During a recent municipal election, for example, the coverage team gathered community activists to talk about the issues and suggest stories. We even used them as guides at all-candidates meetings.
We do not expect advisory panel members to edit our newspaper. We do want them to have influence on those who do.
2. We needed to listen more.
Journalists tend to look inward. We argue too much about whether this is an editor’s newspaper or a reporter’s newspaper and too little about whether this is a reader’s newspaper. The result is, it is not.
Reader forums are one way of ending the argument. So are market surveys, rolling polls and tracking studies – all we have tried in some form. Coupled with more scientific research, reader forums personalize the data.
Improve our ideas
Now we use them extensively to improve our ideas about content and design. The editorial pages were one example.
In the end, we modified the design slightly before its early March introduction. Reaction was mostly positive.
3. We needed to take more risks.
Two key reasons hinder change in the newspaper business: we have always done it that way; we have never done it that way. Hence the uproar the 1989 Free Press redesign sparked.
We aimed the new package directly at the ‘hard-to-read’ problem. We added more color, more graphics.
We broke long stories into packages with sidebars and lists of supporting facts. We provided a summary of most stories in secondary headlines.
We turned half the front page into a ‘road map’ index of the rest of the paper. We anchored every section and every feature within a section.
It was a stunning change that 60% of our readers loved and 20% hated. More interestingly, 20% said they had not really noticed anything different.
Sacred trust
Newspaper folks from coast to coast vilified us for having disrupted some sacred trust of established order. Worse, they said we copied USA Today.
At least we got noticed.
Now we are at it again, this time trying to engage our readers with flair, passion, enthusiasm, excitement.
We are trying to have more fun in print, to celebrate with our readers, to see good as well as bad, to find solutions as well as problems.
Of course, we have never done it that way before.
4. We needed to become a bridge to television.
In 1991, a study by Environics Research revealed tv was the primary national and international news source for more than 70% of Canadian adults.
This was never more evident than during the Gulf War when the main event played during primetime, packaged between hours of analysis and interpretation.
While it is true most newspapers enjoyed a brief circulation jump, this war was ‘made for tv.’

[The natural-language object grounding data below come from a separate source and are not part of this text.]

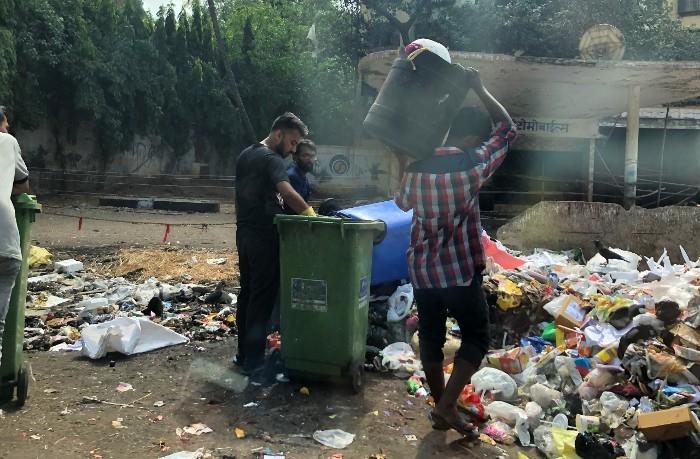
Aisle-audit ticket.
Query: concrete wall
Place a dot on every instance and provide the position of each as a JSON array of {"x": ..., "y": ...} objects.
[
  {"x": 147, "y": 168},
  {"x": 561, "y": 225}
]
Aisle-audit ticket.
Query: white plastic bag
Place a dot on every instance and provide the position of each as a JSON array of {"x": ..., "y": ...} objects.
[
  {"x": 128, "y": 336},
  {"x": 400, "y": 356},
  {"x": 534, "y": 413},
  {"x": 613, "y": 409},
  {"x": 513, "y": 416},
  {"x": 334, "y": 438},
  {"x": 544, "y": 396},
  {"x": 495, "y": 381},
  {"x": 400, "y": 303}
]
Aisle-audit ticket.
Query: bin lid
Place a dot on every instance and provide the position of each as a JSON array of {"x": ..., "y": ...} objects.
[
  {"x": 26, "y": 202},
  {"x": 345, "y": 224}
]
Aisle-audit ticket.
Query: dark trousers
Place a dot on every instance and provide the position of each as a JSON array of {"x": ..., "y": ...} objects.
[
  {"x": 258, "y": 259},
  {"x": 468, "y": 307}
]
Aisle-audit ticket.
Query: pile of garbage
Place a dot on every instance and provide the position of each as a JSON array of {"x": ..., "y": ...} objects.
[
  {"x": 391, "y": 317},
  {"x": 62, "y": 304},
  {"x": 595, "y": 359}
]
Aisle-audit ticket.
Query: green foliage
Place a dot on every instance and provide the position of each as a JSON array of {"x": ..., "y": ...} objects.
[{"x": 117, "y": 69}]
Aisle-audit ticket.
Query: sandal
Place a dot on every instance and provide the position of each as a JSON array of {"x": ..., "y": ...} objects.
[{"x": 465, "y": 428}]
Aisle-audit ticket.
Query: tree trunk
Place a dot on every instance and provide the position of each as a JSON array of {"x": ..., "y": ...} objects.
[{"x": 230, "y": 77}]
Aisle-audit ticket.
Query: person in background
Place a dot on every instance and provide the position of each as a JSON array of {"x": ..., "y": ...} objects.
[
  {"x": 262, "y": 191},
  {"x": 304, "y": 161},
  {"x": 445, "y": 256},
  {"x": 13, "y": 180}
]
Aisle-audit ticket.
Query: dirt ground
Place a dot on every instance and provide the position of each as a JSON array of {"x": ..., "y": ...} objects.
[{"x": 62, "y": 419}]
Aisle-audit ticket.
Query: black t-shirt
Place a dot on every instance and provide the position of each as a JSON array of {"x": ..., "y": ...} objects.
[{"x": 258, "y": 171}]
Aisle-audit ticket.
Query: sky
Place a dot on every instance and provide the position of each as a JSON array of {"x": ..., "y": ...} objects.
[{"x": 153, "y": 5}]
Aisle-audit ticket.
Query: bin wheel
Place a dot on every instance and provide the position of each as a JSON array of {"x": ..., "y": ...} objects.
[
  {"x": 22, "y": 385},
  {"x": 6, "y": 392},
  {"x": 358, "y": 378}
]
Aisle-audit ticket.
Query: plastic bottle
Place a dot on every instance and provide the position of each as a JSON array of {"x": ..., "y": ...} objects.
[{"x": 560, "y": 421}]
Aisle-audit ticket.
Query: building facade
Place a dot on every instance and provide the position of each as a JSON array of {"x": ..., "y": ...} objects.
[{"x": 688, "y": 11}]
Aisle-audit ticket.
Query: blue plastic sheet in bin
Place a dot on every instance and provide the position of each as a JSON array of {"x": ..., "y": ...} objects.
[{"x": 389, "y": 256}]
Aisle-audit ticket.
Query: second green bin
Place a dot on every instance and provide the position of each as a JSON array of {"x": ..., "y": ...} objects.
[{"x": 325, "y": 267}]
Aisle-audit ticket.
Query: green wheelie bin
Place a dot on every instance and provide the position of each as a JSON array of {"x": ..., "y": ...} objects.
[
  {"x": 14, "y": 372},
  {"x": 325, "y": 267}
]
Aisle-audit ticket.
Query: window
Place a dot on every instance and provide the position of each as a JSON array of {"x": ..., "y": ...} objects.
[{"x": 688, "y": 7}]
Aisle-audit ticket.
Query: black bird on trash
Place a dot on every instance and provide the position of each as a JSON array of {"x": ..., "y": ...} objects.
[{"x": 608, "y": 254}]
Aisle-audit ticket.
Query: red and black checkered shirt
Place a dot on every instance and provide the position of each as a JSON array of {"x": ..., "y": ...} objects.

What could we do? One inspired idea was to ask readers what tv was missing. We got hundreds of responses. Ultimately, that led to a front page focus not on the war itself but on what readers said they needed to know to understand the coverage on tv.
Every story, one wise editor once said, is a local story. This is particularly true in an age when tv can bring even the remotest war, natural disaster or political upheaval right into our living rooms.
Now we are building our side of the information bridge on what an event means. tv reports what happened; we explain why our readers should care.
5. We needed to become more local.
The closer events get to home, the more you turn to your local newspaper. This was another Environics finding, holding true for both news and advertising. For us, though, local news means more than simply getting city council news straight.
Instead, we wish to be a catalyst to action, not just a carrier of information. We not only provide information and knowledge that enables our readers to cope, change and effect change, we also urge their involvement in the community and in the democratic process.
Now we are taking a new interest in what is going on in London, in the process opening our pages to scores of previously undiscovered issues and neglected groups.
It is not rocket science. But for the mid-sized daily newspaper of the 1990s, we believe it is the way to a lift-off. Mind you, we have not done that before either.
Philip McLeod is editor of The London Free Press, based in London, Ont.